3)-Severe dysplasias, on the other hand, should be followed up at short intervals since they are often found together with cancer. Even if malignancy is not detected, these patients should be called for regular controls. Some authors even suggest resection in severe dysplasias with large endoscopic lesions (4,43,45). It is hoped that with the widespread use of molecular biological techniques and cell proliferation analyzes, real and new information will be obtained in terms of the malignancy risk in GED and the follow-up of patients (15).

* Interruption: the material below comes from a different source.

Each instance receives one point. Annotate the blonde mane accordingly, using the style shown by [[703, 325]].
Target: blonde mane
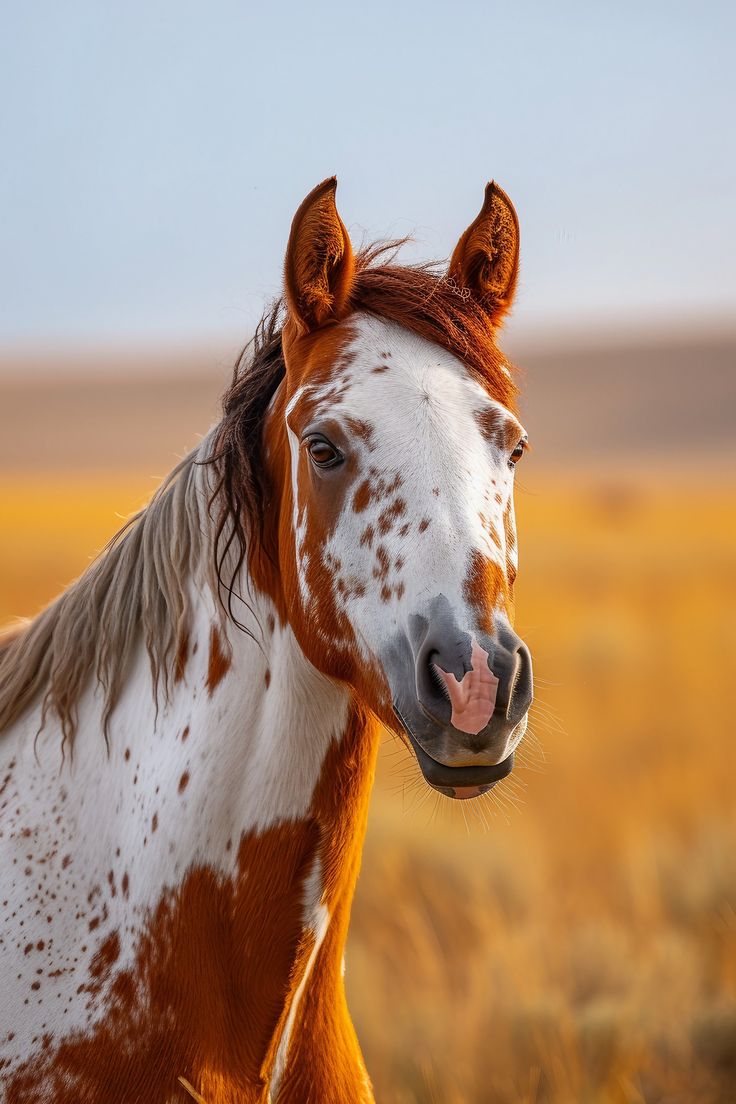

Gastric cancer, which has an important place among the causes of death from cancer and has a poor prognosis, still maintains its importance today despite the developing endoscopic techniques. For this reason, studies all over the world focus on the diagnosis of gastric cancers in the early stage, that is, in the intramural stage. In parallel with these, the importance of early diagnosis of precancerous conditions and precancerous lesions observed in cases where these conditions are present, increases with the determination of the pathogenesis and developmental stages of the disease (1,4).

Today, all attention is focused on precancerous lesions, ie precancerous lesions, in the developmental stages of carcinoma, as well as the recognition of tumors in the curable period. Carcinomas are more likely to develop on the background of these lesions than in the normal mucosa. Recent studies have focused on detecting precancerous changes in the gastric epithelium and early detection of possible malignant development during follow-up. Thus, it will be possible to prevent gastric cancer before it develops or even if it does develop in a very early period (1,4).